Flemish Giant Rabbit Physical Description
The incredible Flemish Giant Rabbit attains a typical weight of approximately 15 lb (6.8 kg). Yet, exceptional individuals have reached 22 lb (10 kg), however.
Also, the species does display sexual dimorphism, with females averaging slightly heavier than the males. In addition, its fur may be any of seven color varieties.
The fur itself typically appears rather glossy and quite dense, while the body remains elongated and the hindquarters develop relatively broad for a rabbit.
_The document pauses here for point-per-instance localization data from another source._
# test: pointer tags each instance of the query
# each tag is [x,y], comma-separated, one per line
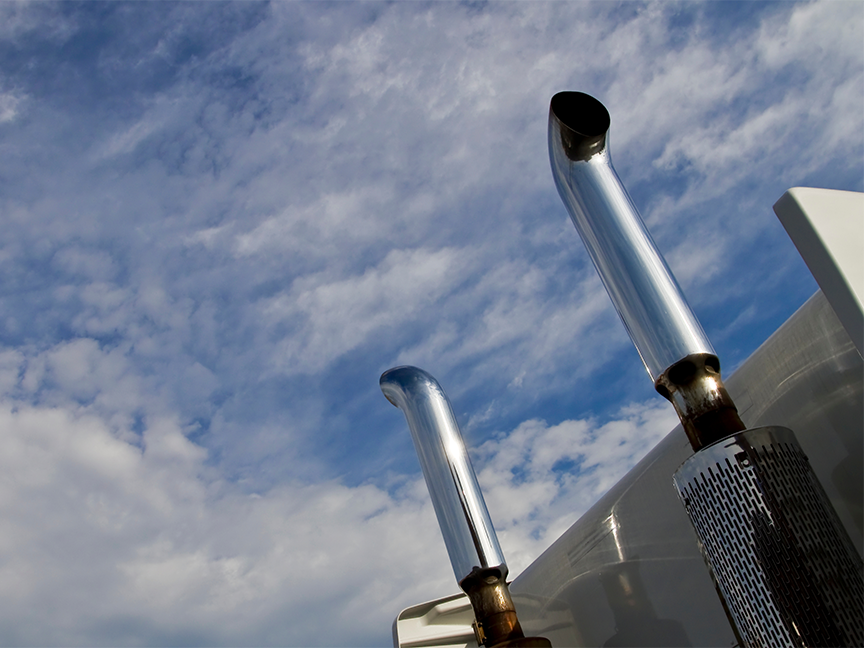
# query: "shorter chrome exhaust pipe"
[472,544]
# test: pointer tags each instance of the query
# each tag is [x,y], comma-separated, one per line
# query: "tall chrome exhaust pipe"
[472,544]
[675,350]
[784,565]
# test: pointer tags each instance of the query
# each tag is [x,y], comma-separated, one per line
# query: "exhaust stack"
[472,544]
[783,563]
[674,348]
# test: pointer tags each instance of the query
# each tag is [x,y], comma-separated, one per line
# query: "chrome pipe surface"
[462,515]
[634,273]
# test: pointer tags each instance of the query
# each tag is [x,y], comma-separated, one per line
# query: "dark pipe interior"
[581,113]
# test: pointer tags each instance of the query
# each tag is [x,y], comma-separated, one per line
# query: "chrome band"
[465,524]
[646,295]
[784,563]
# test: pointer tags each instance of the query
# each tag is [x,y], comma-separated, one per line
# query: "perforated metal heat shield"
[782,560]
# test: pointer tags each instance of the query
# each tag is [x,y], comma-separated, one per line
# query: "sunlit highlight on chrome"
[635,275]
[462,515]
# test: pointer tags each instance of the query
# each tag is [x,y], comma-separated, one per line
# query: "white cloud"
[101,532]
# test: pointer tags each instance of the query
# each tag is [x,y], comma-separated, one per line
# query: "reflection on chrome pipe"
[475,555]
[783,563]
[635,275]
[676,352]
[459,505]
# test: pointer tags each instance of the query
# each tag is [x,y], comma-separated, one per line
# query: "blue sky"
[222,221]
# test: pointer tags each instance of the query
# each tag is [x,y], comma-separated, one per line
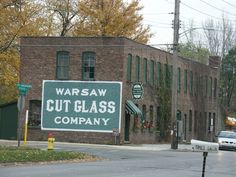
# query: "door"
[127,125]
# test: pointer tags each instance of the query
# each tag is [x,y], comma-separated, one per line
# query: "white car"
[227,140]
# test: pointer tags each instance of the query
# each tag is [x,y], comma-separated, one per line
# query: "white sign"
[204,146]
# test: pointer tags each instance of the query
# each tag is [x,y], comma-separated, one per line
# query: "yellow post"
[26,126]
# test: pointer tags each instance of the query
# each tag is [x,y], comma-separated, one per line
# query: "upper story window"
[137,68]
[210,87]
[159,74]
[145,70]
[62,70]
[168,75]
[185,81]
[129,67]
[88,66]
[151,72]
[215,87]
[179,80]
[191,82]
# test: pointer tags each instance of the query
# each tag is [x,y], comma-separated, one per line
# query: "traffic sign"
[89,106]
[203,146]
[137,90]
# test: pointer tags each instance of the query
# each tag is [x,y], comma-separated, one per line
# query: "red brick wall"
[38,62]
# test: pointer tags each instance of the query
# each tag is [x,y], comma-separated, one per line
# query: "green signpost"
[23,89]
[91,106]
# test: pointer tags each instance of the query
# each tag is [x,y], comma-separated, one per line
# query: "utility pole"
[174,127]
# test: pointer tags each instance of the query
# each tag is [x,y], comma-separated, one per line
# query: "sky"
[157,14]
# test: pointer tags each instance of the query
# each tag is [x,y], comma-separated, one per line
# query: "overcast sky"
[157,14]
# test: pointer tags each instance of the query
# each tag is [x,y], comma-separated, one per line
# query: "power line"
[200,11]
[229,3]
[217,8]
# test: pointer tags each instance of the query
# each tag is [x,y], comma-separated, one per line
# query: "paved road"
[128,161]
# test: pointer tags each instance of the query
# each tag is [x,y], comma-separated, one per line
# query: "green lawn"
[26,154]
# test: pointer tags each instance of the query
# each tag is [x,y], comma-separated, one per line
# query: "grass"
[25,154]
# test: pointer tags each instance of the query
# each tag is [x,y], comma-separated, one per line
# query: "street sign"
[137,90]
[23,88]
[203,146]
[91,106]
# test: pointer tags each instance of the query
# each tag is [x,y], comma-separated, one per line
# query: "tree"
[193,52]
[220,36]
[17,18]
[228,77]
[63,14]
[112,18]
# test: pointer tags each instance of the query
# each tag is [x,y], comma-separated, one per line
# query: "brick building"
[124,60]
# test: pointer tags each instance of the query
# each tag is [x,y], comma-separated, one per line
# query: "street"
[122,161]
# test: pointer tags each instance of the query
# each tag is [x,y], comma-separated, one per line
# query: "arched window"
[62,70]
[88,66]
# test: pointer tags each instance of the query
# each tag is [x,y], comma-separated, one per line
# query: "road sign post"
[89,106]
[137,90]
[205,147]
[23,89]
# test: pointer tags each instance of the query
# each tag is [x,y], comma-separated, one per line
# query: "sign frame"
[81,84]
[137,90]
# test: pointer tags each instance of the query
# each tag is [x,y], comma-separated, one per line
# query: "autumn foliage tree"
[17,18]
[112,18]
[61,18]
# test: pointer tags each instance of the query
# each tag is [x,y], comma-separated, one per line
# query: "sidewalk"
[147,147]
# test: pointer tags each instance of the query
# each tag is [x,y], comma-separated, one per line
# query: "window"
[214,123]
[129,67]
[196,84]
[159,74]
[88,66]
[210,87]
[34,113]
[168,75]
[62,71]
[195,121]
[191,83]
[137,68]
[151,113]
[145,70]
[144,110]
[179,80]
[215,87]
[158,118]
[185,80]
[209,122]
[206,85]
[190,121]
[152,72]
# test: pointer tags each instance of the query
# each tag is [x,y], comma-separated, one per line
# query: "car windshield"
[227,135]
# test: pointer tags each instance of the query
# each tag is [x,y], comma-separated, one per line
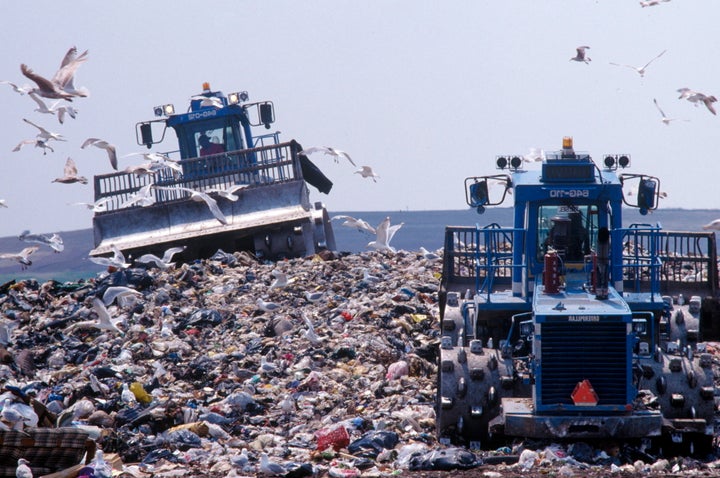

Further, the heads of the genders have a different shape, with the head of the male being much broader and larger than that of the female.
- Kingdom: Animalia
- Phylum: Chordata
- Class: Mammalia
- Order: Lagomorphs
- Family: Leporids
- Genus: Oryctolagus
Flemish Giant Rabbit Distribution, Habitat, and Ecology
The wonderfully lovely Flemish Giant Rabbit was first bred in Flanders, in Europe. Originally the practice was for its fur and meat.
As with other types of rabbits, the Flemish Giant Rabbit is herbivorous, and primarily consumes a variety of vegetables and fruits.
However, it does require a higher protein content than other rabbits. It also remains even more tolerant of human handling than others, but not very tolerant of excessive heat.
This animal commonly reaches breeding age about 5 months after birth, with litter size varying between 5-12 young.
It also lives longer than most Leporidae, with a typical life expectancy of between 8-10 years.